An interesting approach for targeting EMT induced by the inhibition of autophagy has been suggested by Wang et al. [53], in the best characterized model of autophagy addiction, i.e., RAS-mutated cancer cells. In this study, despite displaying reduced tumor growth, HRas expressing atg5 or atg7 tumors had increased EMT marker expression, which was reverted using a NF-κB inhibitor. In this regard, many open clinical trials for targeting autophagy-dependent cancers are using RAS/MAPK mutation or activation as a biomarker for autophagy dependency, and these findings suggest avoiding the use of CQ or HCQ as single agents, or using them along with a NF-κB inhibitor or inhibitors of malignancy-associated signaling pathways that could be activated by the inhibition of autophagy, even in cancers where the best outcomes are expected. Additionally, since autophagy regulates cytokine secretion in cancer cells and in other cell types, and since cytokine secretion has a leading effect on the promotion of EMT, it will be imperative to identify those cancer cells or cells from the immune system where the inhibition of autophagy promotes pro-tumorigenic cytokine secretion, as well as the contribution of each cell type to the cytokine pool in the tumor microenvironment after the inhibition of autophagy.

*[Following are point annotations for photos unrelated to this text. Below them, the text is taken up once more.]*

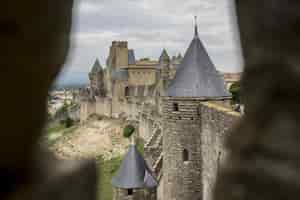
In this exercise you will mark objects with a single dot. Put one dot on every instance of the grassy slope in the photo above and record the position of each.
(107, 170)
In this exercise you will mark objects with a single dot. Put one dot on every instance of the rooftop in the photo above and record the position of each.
(134, 172)
(197, 75)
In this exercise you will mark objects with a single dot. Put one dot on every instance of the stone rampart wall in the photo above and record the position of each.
(217, 122)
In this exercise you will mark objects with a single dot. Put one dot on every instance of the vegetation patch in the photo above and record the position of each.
(128, 131)
(235, 90)
(106, 170)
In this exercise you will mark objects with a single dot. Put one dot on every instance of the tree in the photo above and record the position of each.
(128, 131)
(235, 90)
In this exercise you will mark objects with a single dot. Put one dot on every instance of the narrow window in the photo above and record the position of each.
(185, 155)
(175, 107)
(126, 91)
(130, 192)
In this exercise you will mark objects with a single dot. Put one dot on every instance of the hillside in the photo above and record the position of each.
(99, 139)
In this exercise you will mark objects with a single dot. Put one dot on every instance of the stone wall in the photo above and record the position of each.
(140, 76)
(182, 149)
(216, 122)
(104, 106)
(87, 108)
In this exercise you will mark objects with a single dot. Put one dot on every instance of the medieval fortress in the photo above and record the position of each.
(180, 106)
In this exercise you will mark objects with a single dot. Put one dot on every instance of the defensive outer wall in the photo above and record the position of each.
(214, 123)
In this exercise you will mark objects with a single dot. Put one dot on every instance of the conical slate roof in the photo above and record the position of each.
(134, 172)
(196, 75)
(96, 67)
(131, 57)
(164, 57)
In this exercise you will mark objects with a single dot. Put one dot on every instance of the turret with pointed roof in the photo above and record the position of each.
(96, 77)
(134, 172)
(133, 177)
(164, 57)
(196, 80)
(197, 75)
(96, 67)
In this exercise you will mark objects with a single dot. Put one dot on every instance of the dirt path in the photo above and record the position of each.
(96, 137)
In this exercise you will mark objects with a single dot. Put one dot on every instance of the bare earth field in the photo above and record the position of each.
(95, 137)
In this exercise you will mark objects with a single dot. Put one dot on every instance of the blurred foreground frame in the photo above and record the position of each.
(264, 160)
(34, 37)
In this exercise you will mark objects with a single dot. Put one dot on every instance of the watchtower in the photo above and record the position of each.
(196, 80)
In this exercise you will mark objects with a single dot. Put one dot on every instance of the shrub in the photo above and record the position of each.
(128, 131)
(68, 122)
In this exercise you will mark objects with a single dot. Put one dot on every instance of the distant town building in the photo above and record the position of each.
(179, 106)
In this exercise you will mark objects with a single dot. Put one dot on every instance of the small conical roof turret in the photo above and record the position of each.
(164, 57)
(197, 75)
(96, 67)
(134, 172)
(196, 28)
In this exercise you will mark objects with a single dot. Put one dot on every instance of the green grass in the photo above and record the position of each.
(106, 170)
(140, 145)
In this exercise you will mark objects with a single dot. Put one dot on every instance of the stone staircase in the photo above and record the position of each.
(153, 151)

Fortunately, no unfavorable outcomes have been reported for the clinical trials using inhibitors of autophagy for the treatment of several types of cancer. With this review, we do not intend to discourage the use of autophagy inhibitors in cancer clinical trials, but rather to discuss the evidence in the literature, mostly in vitro but also in vivo, that suggests that autophagy inhibition could be promoting EMT in at least some cases. Thus, it will be central to understand in which cancer types autophagy inhibition could have a counter-productive effect, and, if blocking autophagy could promote invasion, if this would be particular to a certain cancer type or if this effect is likely to be more evident in early-stage malignancies that retain their epithelial features and have not triggered EMT.